ガレッタの証言から、恐らくあのポンコツ神官リウィルが半ば強引に召喚の儀を行った挙句に優志が呼び出されたと見るのが正しいのだろう。
しかし、リウィルとしても神官として生き残るために必死だった――そう考えると、あまり強くは責められなかった。
「……もう終わったことだ。それより、例の酒屋は楽しみだな」
言い聞かせるように呟くことで自己完結させる。
優志の気持ちはすでに先ほど紹介された酒屋へと向けられていた。
健康第一主義を貫く優志だが、酒自体は好きなので適度な飲酒をストレス発散として認めている。それと、料理についても関心が高く、どれだけ忙しくても、日々の食事は健康を意識した料理&外食を心がけている。なので、この世界のプロが作る料理を味わってみたいという好奇心もあった。
「どうせ帰れないんなら満喫しとかないとな」
仕事探しは明日にして、今日はこの世界の食生活を堪能すると決めた優志だった。
◇◇◇
兵士に案内されたあと、自分でも宿屋周辺をいろいろと見て回った。
現代生活を匂わせるものは街のどこにも見当たらず、まるでどこかのテーマパークを歩いている気分になる。

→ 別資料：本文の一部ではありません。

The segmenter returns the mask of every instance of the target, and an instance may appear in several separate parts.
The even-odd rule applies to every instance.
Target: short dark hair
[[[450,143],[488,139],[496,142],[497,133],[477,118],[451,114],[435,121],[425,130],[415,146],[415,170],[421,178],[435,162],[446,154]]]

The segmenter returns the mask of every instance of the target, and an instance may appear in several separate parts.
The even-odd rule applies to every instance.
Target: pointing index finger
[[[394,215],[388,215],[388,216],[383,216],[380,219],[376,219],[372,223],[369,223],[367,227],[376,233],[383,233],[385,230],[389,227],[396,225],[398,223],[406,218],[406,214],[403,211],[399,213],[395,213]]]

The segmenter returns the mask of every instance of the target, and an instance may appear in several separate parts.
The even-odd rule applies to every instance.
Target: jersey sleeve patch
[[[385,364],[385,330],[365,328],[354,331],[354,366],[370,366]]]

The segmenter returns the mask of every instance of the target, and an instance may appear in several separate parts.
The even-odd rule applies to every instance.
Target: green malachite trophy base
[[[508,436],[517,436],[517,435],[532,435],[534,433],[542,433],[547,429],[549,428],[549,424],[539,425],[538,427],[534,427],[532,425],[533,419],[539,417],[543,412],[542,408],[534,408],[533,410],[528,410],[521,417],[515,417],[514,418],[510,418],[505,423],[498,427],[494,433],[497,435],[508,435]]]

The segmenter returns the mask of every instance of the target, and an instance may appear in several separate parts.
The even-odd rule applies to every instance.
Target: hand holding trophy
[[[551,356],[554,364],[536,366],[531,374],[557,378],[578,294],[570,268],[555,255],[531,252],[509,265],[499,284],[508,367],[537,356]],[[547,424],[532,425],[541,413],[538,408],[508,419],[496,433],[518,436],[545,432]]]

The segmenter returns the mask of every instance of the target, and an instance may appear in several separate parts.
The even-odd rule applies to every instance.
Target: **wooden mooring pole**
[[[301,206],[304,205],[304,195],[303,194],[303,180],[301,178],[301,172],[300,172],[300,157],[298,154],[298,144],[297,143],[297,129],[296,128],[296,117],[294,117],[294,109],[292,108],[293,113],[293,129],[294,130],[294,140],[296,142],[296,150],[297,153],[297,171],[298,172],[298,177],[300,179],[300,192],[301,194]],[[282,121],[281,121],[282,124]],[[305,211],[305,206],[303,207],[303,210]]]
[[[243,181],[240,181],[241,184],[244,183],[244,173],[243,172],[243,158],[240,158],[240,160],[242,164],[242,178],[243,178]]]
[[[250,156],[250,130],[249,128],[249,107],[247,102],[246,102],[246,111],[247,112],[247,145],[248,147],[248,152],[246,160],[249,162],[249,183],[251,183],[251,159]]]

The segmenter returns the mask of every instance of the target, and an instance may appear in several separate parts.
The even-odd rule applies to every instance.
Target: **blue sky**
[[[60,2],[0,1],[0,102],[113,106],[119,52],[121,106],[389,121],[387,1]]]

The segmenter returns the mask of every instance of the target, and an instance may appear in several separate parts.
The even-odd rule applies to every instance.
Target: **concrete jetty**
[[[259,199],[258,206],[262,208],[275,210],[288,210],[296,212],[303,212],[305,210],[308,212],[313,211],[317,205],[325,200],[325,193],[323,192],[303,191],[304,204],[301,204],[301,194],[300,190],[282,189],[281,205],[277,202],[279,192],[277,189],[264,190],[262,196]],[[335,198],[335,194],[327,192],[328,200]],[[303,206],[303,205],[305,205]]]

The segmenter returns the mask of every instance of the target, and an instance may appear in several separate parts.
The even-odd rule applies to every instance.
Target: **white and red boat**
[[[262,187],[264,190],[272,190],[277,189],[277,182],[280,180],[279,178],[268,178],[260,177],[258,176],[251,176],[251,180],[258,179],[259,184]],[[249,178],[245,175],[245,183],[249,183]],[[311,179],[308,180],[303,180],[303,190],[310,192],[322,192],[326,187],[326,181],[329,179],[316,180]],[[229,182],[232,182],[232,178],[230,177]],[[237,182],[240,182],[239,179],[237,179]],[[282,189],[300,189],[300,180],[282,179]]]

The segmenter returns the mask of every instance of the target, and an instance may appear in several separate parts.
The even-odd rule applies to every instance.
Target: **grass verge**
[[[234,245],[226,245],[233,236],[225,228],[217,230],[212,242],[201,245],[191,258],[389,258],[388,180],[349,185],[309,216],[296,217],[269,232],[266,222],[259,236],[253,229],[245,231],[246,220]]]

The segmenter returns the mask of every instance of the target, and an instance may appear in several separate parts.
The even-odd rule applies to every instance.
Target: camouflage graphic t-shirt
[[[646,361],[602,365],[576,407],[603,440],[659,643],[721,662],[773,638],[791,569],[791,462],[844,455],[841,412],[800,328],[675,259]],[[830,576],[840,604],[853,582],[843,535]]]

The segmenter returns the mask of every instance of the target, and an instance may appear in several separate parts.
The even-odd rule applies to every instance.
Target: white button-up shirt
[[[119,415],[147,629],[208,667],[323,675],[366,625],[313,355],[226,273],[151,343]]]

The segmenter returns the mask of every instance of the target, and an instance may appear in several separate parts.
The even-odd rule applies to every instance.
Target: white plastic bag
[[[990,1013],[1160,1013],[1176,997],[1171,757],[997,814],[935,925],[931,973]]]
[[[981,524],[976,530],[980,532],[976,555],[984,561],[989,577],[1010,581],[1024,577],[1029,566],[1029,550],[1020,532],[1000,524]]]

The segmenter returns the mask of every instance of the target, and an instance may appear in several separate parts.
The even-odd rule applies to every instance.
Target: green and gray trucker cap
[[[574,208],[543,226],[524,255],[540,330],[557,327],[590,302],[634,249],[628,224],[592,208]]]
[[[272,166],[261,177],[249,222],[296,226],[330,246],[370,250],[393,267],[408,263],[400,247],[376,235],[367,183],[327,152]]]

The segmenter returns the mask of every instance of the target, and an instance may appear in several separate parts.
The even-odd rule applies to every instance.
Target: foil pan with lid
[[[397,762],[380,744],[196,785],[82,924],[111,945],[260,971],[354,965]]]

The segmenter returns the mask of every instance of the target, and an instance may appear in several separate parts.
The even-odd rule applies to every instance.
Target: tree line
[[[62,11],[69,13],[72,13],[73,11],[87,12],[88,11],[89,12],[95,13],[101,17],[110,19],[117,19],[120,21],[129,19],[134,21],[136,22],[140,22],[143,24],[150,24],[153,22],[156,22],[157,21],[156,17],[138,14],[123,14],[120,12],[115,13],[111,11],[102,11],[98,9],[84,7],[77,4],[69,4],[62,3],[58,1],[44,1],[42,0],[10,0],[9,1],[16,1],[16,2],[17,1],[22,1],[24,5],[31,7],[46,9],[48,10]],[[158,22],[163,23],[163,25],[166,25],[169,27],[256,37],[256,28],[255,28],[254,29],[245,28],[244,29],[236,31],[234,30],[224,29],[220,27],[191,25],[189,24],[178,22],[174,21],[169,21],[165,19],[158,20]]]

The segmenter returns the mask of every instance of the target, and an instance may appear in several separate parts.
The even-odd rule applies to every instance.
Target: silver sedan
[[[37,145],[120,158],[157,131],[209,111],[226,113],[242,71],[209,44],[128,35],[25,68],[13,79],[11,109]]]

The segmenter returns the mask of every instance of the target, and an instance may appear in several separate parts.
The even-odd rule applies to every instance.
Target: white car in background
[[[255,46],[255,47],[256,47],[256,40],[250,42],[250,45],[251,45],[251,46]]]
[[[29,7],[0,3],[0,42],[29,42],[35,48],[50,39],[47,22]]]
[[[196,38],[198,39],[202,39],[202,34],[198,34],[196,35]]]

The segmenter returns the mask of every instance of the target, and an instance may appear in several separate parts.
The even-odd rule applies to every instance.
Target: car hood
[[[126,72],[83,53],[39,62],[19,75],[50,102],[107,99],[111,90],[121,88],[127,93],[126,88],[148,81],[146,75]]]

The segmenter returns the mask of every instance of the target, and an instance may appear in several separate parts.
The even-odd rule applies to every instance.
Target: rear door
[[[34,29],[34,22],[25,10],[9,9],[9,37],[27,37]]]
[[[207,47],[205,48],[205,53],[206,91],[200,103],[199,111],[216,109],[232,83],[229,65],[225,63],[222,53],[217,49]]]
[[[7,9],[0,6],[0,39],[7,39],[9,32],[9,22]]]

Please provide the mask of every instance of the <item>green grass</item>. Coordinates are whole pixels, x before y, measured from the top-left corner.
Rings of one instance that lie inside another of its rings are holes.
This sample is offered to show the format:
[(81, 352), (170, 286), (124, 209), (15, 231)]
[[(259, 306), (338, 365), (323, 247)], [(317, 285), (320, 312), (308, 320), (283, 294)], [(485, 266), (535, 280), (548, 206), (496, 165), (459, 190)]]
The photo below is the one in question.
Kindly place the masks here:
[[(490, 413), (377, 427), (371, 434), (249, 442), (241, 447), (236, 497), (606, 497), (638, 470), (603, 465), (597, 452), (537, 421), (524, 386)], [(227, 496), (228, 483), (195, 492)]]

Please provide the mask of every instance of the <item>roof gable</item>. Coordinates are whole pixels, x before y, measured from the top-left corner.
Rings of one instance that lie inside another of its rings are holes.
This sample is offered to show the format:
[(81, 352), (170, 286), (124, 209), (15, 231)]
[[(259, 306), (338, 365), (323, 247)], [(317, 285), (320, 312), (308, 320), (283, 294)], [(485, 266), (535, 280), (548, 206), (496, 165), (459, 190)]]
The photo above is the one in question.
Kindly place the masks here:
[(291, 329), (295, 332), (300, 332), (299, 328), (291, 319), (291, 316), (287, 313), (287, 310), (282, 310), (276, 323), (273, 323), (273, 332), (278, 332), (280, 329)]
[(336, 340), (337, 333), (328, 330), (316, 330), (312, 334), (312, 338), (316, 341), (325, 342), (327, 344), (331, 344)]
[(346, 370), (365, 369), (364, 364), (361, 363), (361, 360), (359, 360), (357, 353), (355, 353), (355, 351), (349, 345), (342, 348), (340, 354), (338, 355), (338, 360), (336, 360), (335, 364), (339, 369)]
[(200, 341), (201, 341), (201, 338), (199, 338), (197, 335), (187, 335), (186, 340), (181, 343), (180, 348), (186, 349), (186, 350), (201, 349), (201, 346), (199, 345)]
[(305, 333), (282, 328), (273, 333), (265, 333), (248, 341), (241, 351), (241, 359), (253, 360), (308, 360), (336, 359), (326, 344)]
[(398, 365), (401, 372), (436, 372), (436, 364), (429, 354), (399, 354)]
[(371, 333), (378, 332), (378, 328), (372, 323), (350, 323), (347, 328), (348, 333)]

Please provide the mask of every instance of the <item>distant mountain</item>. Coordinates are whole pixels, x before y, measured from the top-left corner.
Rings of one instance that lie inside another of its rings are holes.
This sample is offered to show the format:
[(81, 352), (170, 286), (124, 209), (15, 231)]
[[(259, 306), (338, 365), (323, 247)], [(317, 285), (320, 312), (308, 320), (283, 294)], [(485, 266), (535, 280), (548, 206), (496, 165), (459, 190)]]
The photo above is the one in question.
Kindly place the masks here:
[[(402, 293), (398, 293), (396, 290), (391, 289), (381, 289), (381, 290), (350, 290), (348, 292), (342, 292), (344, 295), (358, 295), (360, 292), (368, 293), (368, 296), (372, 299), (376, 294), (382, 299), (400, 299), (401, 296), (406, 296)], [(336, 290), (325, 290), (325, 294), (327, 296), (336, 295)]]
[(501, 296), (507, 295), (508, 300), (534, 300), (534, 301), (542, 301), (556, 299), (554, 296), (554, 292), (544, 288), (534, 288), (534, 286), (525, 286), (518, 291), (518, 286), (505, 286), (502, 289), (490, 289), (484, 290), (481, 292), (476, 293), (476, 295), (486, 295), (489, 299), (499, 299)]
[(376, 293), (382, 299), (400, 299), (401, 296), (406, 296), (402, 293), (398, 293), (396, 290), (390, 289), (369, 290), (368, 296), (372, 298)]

そうこうしているうちに空はオレンジ色に染まり、人の数も徐々に減っていった。
街頭もないようなので、暗くなるまえに宿屋へ戻ろうと帰路に就いていると、先ほど紹介された酒屋に灯りがついているのを発見する。
「お? 開店したか」
ネオンとは違い、ほんのりとした柔らかな光に、自然と優志の足は店へと吸い込まれていった。ドアを開けて店に一歩入れるとまず視界に入って来たのは、
「やってられません!!!!!」
ジョッキをテーブルに叩きつけるポンコツ「元」神官のリウィルだった。